I'd say he loves me most of anyone in the house. He'll snuggle up to me, he gives me lots of head rubs, and he's really happy to be stroked by me. He's generally very comfortable around me and will happily sleep by me when I'm working.

I'm the only person he's ever attacked aggressively. He's done it once before, I was lying in bed one morning next to eldest in the cot, who was 3 or 4 at the time. He'd been to see me in bed when he came in. Eldest kicked me or something so I suddenly sat up in bed and shouted out ow. He suddenly launched himself at me from behind, spitting, and sunk his claws into my back and arm hard. I don't know how I kept my composure but I turned around and spoke to him gently. I honestly felt that he hadn't realised it was me and thought I was someone else and a threat to the child, and I just needed to show him it was me and he would be ok. When he settled I got up and left for a bit, then got back into bed. When cat came back in the room he was really nervous and sniffed around the whole bedroom, and looked as if he were looking for someone else. He was ok with me from that point until yesterday.

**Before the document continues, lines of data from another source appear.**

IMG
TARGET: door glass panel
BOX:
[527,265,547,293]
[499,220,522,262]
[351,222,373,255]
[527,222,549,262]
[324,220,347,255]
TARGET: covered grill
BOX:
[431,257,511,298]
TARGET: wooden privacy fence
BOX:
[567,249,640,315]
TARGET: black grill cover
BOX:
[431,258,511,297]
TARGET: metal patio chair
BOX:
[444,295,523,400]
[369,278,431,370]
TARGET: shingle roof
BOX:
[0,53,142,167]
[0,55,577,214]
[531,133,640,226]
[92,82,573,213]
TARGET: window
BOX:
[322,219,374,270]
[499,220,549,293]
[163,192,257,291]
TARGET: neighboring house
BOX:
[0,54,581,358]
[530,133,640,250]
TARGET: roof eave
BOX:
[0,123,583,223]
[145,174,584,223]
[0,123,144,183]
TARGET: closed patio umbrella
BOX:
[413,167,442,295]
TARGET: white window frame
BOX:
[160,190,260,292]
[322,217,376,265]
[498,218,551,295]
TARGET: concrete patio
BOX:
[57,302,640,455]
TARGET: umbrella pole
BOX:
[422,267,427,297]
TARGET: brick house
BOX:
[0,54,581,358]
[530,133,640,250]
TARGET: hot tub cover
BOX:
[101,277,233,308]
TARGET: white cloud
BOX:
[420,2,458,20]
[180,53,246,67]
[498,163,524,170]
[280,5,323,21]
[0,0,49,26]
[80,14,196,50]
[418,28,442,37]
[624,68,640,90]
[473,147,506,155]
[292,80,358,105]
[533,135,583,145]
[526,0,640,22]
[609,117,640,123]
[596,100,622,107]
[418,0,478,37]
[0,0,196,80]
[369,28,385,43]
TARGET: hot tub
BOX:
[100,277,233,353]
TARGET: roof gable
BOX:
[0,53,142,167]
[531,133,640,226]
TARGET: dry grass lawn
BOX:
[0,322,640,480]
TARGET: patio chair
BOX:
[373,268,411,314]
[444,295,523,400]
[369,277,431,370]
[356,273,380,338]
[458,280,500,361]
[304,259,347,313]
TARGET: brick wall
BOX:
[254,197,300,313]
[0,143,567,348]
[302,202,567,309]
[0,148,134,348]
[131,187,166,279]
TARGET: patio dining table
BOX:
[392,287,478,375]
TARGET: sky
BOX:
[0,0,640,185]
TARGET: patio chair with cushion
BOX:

Yesterday evening I was sat on the sofa in my usual spot, had been there all evening and he knew I was there. He'd been sat on the cat barrel and I spoke to him from my seat. Other cat was cuddled up next to me as usual, I had a blanket over me and other cat saw movement under the blanket and suddenly pounced, as cats do. I sat up and shouted ow, shooed other cat onto the floor and took the blanket off to check the new scratch on my leg. This is thankfully quite a rare occurrence, but has certainly happened numerous times over the years.

Very shortly afterwards, he got up and walked along the back of the sofa towards me, there were 3 seats and a table between us so quite far. He was quiet, and neither me nor husband paid him any attention, so he mustn't have seemed very strange. Suddenly he launched at my head, dug all his claws in and was biting. I think I pushed him off with my arm and he came at me again. I managed to get my head down and pressed my face to the sofa so he couldn't get to it. I'm not sure if he jumped to the floor or husband shooed him down. He was hissing and his tail all bushed, I stayed still and got husband to get him out and shut the door. I'm lucky he didn't get my face, my scalp bled badly and was still oozing by this morning, so I've been to the walk in clinic today and prescribed antibiotics. The wounds are quite bad and cover an area about the side of my hand on one side of my head.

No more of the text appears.